Justice forms Census committee after urging
CHARLESTON — After a think tank raised concerns, Gov. Jim Justice announced Friday the creation of a committee to ensure all West Virginians are counted for the 2020 U.S. Census.
Justice, in a press release Friday, said preparations are underway for creating a Complete Count Committee to get the word out about the U.S. Census.
According to the U.S. Census Bureau, complete count committees are created to help build awareness about the census, the constitutionally required count of the U.S. population every 10 years. The committees work with cities, counties, and communities to educate the public about the importance of being counted.
“Members of CCCs often coordinate with area schools, businesses, churches, media outlets, government offices and other resources to make the public aware that the census is approaching, explain the critical importance of an accurate count, and dispel any myths or alleviate any fears about the privacy and confidentiality of census data,” according to the Governor’s Office.
While some cities and municipalities have formed their own committees, the state expects its committee to be up-and-running soon. As soon as the plans are finalized, Justice will make appointments to the committee.
“These committees typically consist of community leaders, who are tasked with developing and implementing a 2020 Census awareness campaign based upon their knowledge of the local community, to encourage a response,” the Governor’s Office said.
On July 25, Justice signed a proclamation in support of the U.S. Census, encouraging all residents to participate in the survey.
Census survey data is used to redraw state and congressional districts. According to a 2018 analysis by Election Data Services, West Virginia could go from three congressional districts to two districts based on 2018 estimates of state population.

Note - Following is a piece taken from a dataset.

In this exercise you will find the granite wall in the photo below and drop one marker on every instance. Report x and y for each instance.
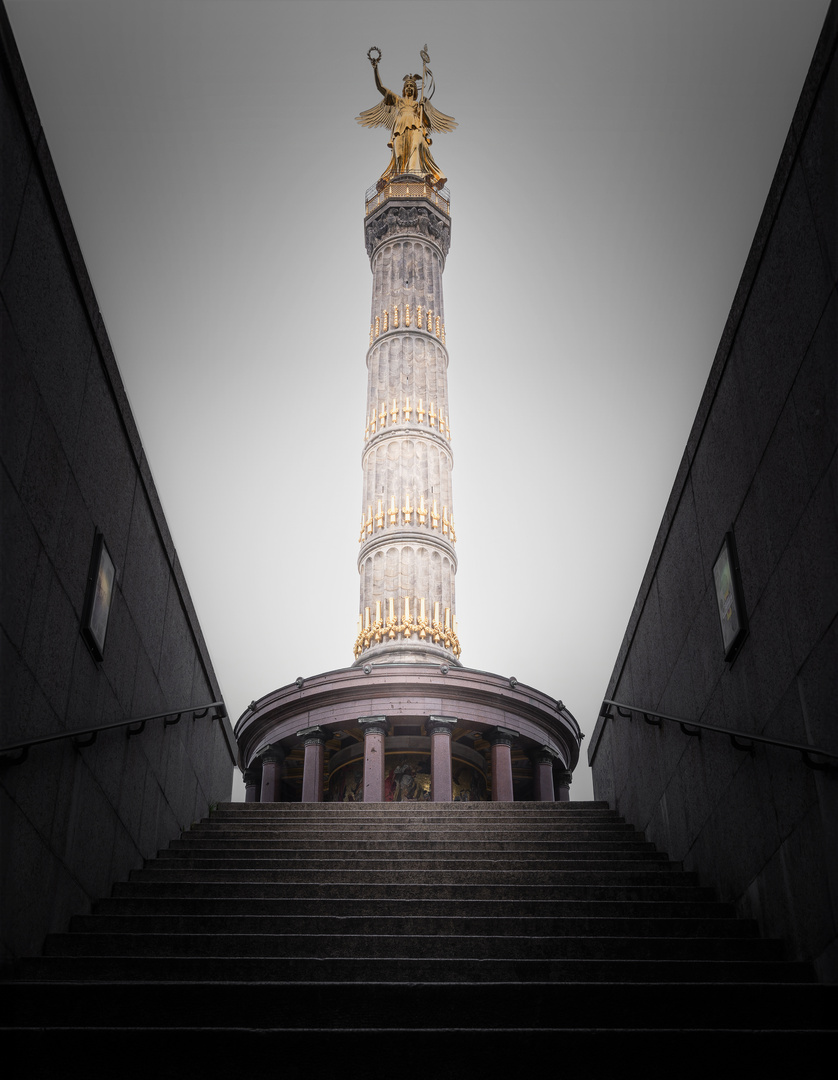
(73, 820)
(760, 460)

Earlier this week, a state and national think tank called on Justice to create the Complete County Committee. Kelly Allen, director of policy engagement for the West Virginia Center on Budget and Policy, said census data is also used when awarding federal funds and grants. In 2016 alone, more than $900 billion was distributed to states through 325 programs that use census data.
“At risk in West Virginia is over $6 billion annually in federal funds guided by census data and one of our three Congressional seats,” Allen said. “West Virginia is an outlier in our lack of statewide preparedness for the 2020 Census. We also face unique challenges here in West Virginia that could make our census count more difficult, including our rural landscape and lack of broadband connectivity.”
According to the Center on Budget and Policy Priorities, West Virginia is one of 13 states that hasn’t already created a Complete Count Committee.
Samantha Waxman, a policy analyst for the national progressive think tank, said delays by some states, combined with a fear in some residents regarding an attempt by the Trump administration to add a citizenship question to the census, could discourage people from taking the survey.
“Many communities face the risk of not being fully counted, including many people in rural areas; communities of color; young children; people in poverty; immigrants; and LGBTQ people,” Waxman said. “People in these communities face barriers to participating in the census, such as limited language assistance, limited internet access, and housing instability.”
Besides creating complete count committees, Waxman also encourages states to allocate funding for outreach.